First edition of this very early work by Doré. Created as a social satire of French culture, La Ménagerie Parisienne was intended by Doré to be witty more than critical. He attributed an animal name to select Parisians, attitudes and fashion in clothing corresponding to the characteristics of the animal. For example: Lions portrays a group of preening, bearded men haughtily studying female pedestrians as they promenade past; Lionnes gives us a portrait of indifferent women of high class speeding in a carriage through a Parisian street; Rats d'opéra reveal three men in a box at the Paris opera house leering at the stage populated with a phalanx of comely ballerinas; and Coq is a sheer delight, displaying a male dancer on tip-toe, nose high in the air, performing a street jig for a captivated audience. Other subjects include: Loups (wolves), Les Buses (buzzards), Chouettes (owls), Panthères (panthers), Pie (magpies), Gens de Bourse (stockbrokers), and Grandes Dames ou Gens du Peuple. This early Doré publication offers lithographs very much in the spirit and under the influence of Honoré Daumier.

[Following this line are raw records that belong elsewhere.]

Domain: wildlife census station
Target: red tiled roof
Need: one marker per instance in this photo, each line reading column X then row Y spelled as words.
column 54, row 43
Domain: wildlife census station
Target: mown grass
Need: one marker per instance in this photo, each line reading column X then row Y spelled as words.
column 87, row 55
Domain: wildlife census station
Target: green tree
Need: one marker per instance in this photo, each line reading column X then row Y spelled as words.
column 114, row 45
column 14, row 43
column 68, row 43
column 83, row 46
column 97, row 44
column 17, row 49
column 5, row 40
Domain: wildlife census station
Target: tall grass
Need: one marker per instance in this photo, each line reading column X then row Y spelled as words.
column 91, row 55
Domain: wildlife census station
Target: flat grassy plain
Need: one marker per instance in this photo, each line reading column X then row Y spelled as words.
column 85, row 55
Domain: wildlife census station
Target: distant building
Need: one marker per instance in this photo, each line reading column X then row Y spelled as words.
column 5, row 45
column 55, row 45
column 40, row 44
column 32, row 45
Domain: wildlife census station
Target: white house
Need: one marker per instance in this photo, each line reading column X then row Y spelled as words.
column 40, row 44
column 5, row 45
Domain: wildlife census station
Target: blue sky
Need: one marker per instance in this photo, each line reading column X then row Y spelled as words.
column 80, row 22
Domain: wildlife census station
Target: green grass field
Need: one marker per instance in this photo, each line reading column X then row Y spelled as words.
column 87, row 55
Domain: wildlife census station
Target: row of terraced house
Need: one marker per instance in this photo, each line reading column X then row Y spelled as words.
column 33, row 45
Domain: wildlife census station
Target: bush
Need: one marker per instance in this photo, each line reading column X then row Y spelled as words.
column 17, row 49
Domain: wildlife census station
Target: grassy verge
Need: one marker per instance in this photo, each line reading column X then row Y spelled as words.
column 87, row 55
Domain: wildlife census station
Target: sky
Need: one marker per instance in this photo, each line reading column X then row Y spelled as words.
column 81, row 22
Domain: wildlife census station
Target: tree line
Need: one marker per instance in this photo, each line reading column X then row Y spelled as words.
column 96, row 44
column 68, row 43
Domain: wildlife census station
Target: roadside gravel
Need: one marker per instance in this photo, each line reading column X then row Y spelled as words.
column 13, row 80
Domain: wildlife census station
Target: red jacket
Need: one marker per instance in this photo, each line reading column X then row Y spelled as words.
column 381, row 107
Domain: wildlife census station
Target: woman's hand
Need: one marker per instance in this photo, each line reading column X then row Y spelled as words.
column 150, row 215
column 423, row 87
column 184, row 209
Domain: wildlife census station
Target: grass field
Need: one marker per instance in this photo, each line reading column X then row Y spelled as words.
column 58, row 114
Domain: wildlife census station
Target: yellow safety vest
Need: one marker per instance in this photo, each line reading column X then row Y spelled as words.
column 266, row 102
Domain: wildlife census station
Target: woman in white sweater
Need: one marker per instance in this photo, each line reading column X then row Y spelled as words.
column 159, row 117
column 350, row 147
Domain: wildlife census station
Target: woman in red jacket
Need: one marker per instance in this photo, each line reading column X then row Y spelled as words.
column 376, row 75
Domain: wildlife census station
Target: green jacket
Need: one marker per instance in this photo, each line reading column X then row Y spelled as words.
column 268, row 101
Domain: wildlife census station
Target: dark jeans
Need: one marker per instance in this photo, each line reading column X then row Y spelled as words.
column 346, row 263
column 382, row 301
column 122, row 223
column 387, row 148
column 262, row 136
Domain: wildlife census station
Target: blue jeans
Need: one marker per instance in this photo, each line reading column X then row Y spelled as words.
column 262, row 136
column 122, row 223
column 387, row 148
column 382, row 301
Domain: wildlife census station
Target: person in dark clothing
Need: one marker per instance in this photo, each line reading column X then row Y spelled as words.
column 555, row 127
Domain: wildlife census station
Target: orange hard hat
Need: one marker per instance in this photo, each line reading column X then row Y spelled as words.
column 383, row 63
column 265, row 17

All three of these lithographic albums are rare. Most copies were long ago taken apart to sell the lithographs individually. This copy is without the original wrappers and has some minor foxing and soiling, but is a generally fresh and desirable copy of an early Doré rarity.
Malan, Gustave Doré, p. 230. Leblanc, Catalogue de L'Oeuvre Complet de Gustave Doré, p. 237.